In article <email@example.com>, Lester Zick <DontBother@nowhere.net> wrote:
> >If what one starts by assuming were demonstrably true, one would not > >need to assume it, one could demonstrate it instead. > > One always needs to assume whether assumptions ultimately turn out to > be true or false. This is true both of axioms and theorems.
How does one ever find out that something "ultimately turn out to be true or false" unless there is some ultimate source of truth?
I know of no such source.
> > >I am asking whether one can start by assuming nothing and ever get > >something from that nothing. > > But you're misrepresenting the problem which is not whether one starts > out with assumptions but whether the assumptions one starts out with > are subject to proof or not.
If what one takes as unproved assumptions could be proved, why wouldn't one start by including the proofs themselves, and so avoid having to make any assumptions at all?

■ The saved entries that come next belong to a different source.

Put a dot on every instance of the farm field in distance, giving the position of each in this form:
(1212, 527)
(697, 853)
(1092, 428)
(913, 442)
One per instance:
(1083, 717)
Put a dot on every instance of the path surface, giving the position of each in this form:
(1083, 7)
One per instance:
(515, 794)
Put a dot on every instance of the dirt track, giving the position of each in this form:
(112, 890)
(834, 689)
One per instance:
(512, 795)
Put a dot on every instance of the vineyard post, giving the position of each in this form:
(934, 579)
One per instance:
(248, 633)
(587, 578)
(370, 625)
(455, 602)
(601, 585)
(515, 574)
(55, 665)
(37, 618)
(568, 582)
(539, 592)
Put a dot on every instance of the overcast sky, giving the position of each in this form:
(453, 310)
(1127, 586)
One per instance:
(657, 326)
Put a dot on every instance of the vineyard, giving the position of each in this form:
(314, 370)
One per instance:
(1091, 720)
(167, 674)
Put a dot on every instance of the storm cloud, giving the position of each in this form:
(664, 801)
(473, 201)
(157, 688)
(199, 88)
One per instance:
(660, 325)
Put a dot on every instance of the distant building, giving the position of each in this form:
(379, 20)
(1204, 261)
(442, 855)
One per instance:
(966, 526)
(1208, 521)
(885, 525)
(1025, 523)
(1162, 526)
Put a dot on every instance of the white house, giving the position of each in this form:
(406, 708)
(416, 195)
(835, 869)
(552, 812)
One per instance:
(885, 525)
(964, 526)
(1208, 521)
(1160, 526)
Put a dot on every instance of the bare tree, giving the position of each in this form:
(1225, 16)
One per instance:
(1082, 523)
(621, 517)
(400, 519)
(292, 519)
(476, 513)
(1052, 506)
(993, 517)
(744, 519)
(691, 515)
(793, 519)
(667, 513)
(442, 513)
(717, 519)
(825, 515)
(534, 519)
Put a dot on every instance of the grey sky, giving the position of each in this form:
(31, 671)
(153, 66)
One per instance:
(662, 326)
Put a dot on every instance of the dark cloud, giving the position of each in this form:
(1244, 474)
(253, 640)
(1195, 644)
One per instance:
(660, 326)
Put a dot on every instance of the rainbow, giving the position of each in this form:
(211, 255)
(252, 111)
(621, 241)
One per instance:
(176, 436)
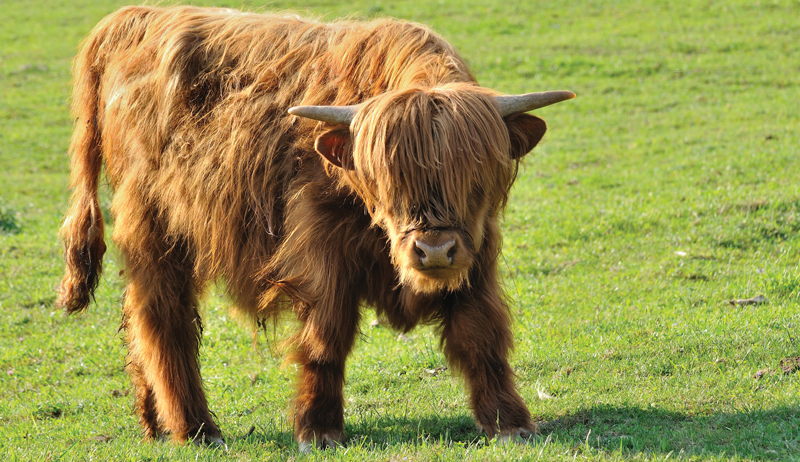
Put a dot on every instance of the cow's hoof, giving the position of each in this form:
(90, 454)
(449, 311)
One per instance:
(327, 441)
(517, 435)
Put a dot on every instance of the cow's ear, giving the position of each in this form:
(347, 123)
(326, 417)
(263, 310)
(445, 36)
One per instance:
(335, 145)
(524, 131)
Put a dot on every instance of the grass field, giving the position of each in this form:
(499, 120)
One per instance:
(667, 188)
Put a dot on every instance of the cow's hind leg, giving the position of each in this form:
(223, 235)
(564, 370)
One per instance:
(163, 333)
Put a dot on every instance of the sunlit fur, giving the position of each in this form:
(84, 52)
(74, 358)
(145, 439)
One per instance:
(213, 180)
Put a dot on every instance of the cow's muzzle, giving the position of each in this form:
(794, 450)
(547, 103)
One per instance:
(439, 253)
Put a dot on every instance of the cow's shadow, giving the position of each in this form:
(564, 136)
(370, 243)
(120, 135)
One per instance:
(625, 430)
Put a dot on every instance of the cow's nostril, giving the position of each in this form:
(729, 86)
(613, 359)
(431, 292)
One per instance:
(418, 250)
(451, 253)
(435, 256)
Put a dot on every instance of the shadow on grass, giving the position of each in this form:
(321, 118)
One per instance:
(761, 434)
(765, 434)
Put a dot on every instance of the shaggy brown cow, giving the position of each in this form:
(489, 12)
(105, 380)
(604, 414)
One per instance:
(392, 203)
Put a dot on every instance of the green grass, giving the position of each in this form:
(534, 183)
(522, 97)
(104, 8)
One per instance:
(669, 186)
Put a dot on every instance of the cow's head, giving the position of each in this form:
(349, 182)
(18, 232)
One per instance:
(434, 167)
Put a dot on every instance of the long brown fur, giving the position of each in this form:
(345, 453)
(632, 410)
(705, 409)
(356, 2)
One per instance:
(187, 109)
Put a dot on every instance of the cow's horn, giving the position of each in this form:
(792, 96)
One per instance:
(530, 101)
(332, 114)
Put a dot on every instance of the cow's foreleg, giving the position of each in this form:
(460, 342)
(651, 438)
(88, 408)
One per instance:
(477, 340)
(163, 329)
(325, 341)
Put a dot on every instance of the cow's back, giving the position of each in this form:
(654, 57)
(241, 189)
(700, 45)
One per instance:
(192, 115)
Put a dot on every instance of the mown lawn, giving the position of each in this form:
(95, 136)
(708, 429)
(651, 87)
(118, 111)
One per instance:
(667, 188)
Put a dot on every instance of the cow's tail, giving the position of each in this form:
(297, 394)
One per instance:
(82, 232)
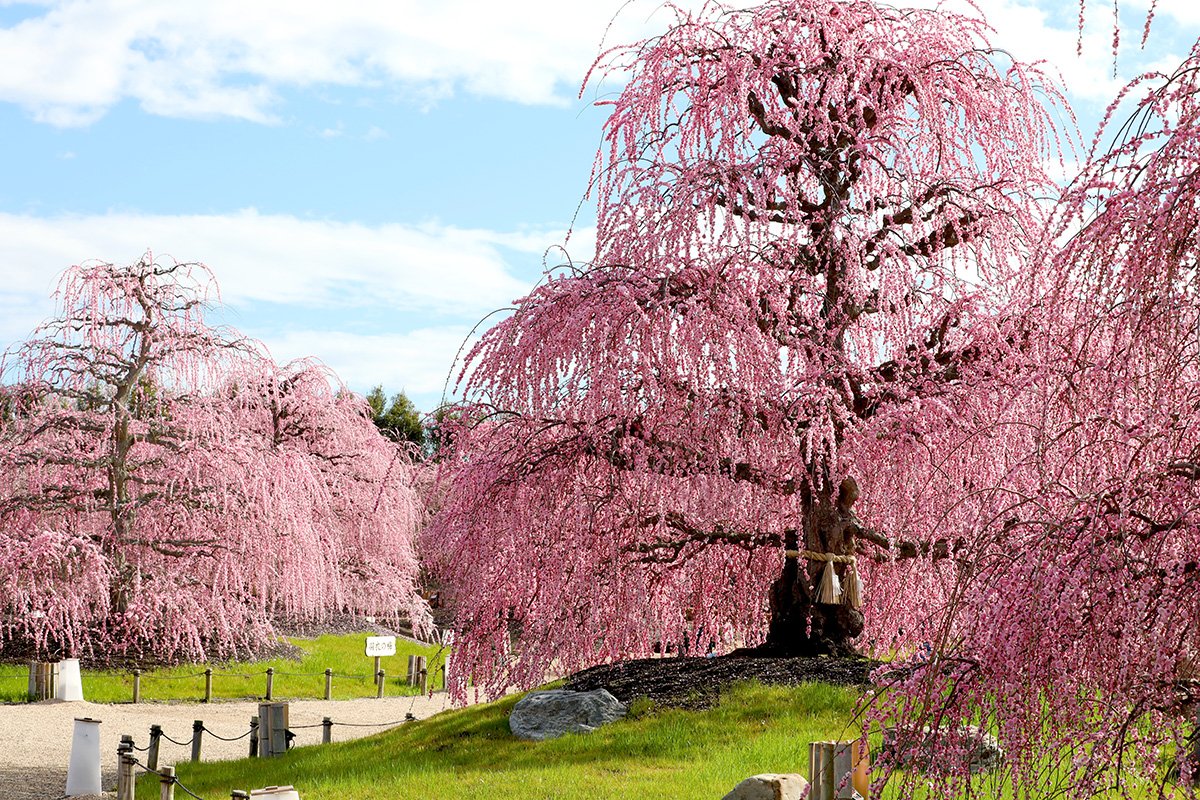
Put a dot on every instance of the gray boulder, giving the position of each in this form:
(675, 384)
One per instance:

> Not only axioms but theorems as well start > as speculative assumptions in the human mind. The difference is that > theorems are held to standards of proof of consistency with axioms but > axioms are not held to standards of proof of consistency with anything > at all except dialectical plausibility.
But you keep appealing to some "ultimate truth" by which axioms and axiom systems are ultimately to be tested, but give no source or justification for these alleged "ultimate truths".
Do you just mean that an axiom system which is both useful and not known to be self-inconsistent is "true". If so why not simply say so.